En la casa de la ciudad, cuando hacían el equipaje, le había prometido a su madre que, ya en el pueblo, les ayudaría a deshacerlo. Pero, tenía tanta prisa por salir, que se le olvidó la promesa que había hecho, y en cuanto su madre le preparó un bocadillo, lo cogió, y pegándole un gran mordisco, salió corriendo por la puerta, diciendo adiós con un grito a su abuela y su padre, que estaban en el coche cogiendo lo que quedaba de equipaje para meterlo dentro.

Se dirigió a la plaza del pueblo, que estaba a unos minutos de su casa, para ver si había algún amigo allí. No sabía si habían llegado ya o no.

Cuando llegó a la plaza no parecía haber nadie. Estaba desierta y comenzó a mover la cabeza de un lado a otro, rastreando la zona para ver si veía a alguien de su interés.

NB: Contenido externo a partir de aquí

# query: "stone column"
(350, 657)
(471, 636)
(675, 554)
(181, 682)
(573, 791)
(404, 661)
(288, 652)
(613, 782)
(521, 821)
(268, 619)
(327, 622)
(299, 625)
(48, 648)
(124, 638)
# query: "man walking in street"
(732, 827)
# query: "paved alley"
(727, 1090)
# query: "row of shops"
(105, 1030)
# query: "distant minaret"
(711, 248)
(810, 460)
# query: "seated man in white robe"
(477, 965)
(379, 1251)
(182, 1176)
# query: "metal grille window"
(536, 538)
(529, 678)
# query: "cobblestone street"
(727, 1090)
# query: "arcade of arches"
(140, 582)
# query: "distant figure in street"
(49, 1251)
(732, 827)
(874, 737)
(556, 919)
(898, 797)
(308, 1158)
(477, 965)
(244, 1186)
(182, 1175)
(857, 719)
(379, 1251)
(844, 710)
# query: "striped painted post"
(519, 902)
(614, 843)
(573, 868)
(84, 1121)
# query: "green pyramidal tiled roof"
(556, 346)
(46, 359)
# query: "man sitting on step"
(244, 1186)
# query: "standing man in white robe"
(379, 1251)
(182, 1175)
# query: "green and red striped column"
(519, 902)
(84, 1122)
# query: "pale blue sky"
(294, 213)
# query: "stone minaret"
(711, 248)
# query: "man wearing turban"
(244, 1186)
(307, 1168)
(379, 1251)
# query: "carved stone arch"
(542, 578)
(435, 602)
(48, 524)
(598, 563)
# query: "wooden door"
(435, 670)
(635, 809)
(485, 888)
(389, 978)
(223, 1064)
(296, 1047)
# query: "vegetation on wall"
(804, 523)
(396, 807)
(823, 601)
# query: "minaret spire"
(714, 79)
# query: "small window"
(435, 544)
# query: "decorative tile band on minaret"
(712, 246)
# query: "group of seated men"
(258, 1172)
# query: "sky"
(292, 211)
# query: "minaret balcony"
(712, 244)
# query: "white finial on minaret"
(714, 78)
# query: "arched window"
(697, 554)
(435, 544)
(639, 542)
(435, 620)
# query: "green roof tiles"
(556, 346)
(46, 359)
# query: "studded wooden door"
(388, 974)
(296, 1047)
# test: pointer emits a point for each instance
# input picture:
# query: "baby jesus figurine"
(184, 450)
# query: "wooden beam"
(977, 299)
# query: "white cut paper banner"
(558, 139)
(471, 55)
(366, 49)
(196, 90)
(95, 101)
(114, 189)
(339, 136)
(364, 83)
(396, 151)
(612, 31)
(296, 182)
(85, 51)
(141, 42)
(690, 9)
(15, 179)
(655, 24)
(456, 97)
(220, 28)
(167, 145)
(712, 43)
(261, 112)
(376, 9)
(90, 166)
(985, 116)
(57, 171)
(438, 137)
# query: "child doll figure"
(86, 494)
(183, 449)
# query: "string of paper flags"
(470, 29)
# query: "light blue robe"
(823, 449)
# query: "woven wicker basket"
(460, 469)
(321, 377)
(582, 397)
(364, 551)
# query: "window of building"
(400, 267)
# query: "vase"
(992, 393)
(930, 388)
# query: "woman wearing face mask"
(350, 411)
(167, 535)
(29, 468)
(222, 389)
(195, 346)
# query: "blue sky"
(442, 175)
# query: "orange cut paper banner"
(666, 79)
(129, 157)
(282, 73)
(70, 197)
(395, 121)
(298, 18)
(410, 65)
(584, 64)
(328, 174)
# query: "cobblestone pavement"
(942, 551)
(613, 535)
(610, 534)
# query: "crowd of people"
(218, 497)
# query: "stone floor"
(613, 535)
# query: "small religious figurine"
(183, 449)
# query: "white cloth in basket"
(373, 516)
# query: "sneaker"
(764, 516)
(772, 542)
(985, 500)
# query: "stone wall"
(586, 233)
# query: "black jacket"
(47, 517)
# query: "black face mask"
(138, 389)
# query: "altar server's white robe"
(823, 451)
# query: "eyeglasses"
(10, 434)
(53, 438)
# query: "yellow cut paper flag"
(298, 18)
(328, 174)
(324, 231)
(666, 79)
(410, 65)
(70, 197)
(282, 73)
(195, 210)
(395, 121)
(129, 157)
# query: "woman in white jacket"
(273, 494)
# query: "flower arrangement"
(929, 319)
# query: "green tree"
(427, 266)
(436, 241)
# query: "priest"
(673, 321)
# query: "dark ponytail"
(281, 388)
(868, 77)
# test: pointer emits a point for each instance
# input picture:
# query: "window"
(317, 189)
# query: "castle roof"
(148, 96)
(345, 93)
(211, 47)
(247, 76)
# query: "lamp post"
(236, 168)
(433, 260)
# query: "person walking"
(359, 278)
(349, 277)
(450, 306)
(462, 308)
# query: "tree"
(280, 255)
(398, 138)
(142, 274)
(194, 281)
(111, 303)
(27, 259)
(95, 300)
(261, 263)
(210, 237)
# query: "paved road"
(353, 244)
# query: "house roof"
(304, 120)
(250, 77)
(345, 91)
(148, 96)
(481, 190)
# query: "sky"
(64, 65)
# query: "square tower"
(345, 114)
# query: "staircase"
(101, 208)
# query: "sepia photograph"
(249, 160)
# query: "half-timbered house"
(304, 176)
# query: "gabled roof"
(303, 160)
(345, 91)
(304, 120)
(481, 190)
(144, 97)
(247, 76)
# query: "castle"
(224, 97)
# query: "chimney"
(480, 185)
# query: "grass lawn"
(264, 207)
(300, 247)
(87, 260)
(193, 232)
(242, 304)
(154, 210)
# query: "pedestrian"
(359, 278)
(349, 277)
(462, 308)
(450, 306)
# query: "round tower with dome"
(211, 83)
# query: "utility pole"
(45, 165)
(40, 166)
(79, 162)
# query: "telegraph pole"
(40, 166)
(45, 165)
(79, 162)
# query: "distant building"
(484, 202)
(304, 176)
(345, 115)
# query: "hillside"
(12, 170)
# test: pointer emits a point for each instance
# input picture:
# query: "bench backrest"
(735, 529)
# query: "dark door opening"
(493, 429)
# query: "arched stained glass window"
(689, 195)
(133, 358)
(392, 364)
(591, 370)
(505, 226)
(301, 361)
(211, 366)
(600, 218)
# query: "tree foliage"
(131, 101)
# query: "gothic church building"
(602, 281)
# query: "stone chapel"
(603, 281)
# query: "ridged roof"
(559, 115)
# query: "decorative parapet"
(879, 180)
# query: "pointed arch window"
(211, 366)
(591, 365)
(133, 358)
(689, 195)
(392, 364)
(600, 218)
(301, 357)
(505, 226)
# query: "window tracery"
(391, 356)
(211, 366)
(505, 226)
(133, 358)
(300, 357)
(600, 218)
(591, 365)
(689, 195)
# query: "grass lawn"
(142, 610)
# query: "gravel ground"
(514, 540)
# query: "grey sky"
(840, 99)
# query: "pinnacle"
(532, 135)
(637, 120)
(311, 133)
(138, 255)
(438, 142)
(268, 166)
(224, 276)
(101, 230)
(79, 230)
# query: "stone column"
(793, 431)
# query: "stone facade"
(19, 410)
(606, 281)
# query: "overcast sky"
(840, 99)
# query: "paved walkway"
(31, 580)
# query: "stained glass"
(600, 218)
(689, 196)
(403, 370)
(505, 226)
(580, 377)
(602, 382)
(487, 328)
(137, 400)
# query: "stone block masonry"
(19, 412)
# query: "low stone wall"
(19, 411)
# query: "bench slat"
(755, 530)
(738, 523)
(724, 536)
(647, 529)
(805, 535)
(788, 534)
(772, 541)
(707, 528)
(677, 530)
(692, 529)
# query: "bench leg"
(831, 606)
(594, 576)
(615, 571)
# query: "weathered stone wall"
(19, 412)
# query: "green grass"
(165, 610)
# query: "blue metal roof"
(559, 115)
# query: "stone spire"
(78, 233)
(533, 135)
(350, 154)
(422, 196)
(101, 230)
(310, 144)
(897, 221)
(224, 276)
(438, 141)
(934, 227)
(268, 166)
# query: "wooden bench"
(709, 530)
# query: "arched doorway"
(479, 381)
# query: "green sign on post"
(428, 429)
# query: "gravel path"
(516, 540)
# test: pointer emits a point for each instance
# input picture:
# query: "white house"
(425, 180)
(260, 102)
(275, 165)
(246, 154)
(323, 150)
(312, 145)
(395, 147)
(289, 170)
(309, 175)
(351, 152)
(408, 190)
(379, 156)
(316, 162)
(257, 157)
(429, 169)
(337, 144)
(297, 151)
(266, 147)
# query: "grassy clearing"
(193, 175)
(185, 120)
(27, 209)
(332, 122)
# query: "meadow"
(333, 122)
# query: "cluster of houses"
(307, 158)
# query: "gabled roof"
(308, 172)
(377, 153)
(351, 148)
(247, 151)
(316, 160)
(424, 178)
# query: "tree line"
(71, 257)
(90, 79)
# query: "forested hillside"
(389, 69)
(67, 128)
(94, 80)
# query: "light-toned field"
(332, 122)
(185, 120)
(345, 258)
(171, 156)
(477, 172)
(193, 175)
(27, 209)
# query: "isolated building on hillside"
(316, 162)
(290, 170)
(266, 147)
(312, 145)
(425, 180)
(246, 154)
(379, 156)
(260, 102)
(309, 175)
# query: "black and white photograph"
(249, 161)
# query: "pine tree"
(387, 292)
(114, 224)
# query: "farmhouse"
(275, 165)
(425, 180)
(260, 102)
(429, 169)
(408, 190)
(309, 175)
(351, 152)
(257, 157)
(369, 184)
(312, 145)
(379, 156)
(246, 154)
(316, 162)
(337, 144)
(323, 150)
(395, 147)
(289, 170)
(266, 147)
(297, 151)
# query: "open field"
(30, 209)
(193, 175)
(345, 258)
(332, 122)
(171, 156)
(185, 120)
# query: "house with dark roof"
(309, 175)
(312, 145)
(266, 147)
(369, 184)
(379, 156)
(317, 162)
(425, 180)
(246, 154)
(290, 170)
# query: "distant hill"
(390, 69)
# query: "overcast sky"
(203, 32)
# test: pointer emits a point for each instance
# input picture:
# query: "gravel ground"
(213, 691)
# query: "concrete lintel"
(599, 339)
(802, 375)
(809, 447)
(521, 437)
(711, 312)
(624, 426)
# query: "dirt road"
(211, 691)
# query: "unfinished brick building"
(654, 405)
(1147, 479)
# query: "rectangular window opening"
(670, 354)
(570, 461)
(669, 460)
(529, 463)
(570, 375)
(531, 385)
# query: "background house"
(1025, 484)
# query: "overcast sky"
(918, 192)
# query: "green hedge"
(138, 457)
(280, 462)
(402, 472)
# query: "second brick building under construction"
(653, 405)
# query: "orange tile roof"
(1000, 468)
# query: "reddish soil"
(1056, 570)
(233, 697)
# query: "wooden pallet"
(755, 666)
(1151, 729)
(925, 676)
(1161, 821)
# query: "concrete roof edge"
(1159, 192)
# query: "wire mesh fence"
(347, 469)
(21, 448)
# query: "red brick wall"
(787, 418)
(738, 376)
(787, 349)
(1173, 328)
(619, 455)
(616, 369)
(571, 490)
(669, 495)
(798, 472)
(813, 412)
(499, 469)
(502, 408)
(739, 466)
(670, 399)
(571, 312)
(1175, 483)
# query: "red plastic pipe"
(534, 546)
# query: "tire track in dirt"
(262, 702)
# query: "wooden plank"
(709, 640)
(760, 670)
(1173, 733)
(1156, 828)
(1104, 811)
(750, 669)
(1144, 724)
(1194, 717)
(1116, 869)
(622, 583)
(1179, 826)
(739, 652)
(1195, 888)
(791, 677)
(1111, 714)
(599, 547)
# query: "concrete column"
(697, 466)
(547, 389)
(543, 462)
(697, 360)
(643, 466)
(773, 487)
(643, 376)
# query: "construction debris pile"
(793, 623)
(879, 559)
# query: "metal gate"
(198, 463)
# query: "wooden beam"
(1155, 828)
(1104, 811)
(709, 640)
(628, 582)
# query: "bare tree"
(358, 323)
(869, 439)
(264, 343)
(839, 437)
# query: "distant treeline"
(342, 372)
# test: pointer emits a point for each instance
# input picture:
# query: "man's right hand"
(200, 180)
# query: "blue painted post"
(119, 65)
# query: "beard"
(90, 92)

En uno de los bancos, en la puerta de la taberna, había gente mayor, con sus cigarros en la boca y sus carraspeos continuos. Señoras iban y venían con bolsas de la compra, que salían de la tienda de ultramarinos, que también estaba en la plaza. Después de unas cuantas señoras, salió su amigo Jaime, cogido de la mano de su madre. Cuando vio a Samuel soltó rápidamente a su madre y corrió hacia él. Tal vez le daba vergüenza que sus amigos le vieran cogido de la mano de su madre, como si fuese un niño pequeño, aunque, seguramente, todos hacían lo mismo.

Cuando llegó a Samuel le dio un gran abrazo, ya que no se veían desde el verano pasado.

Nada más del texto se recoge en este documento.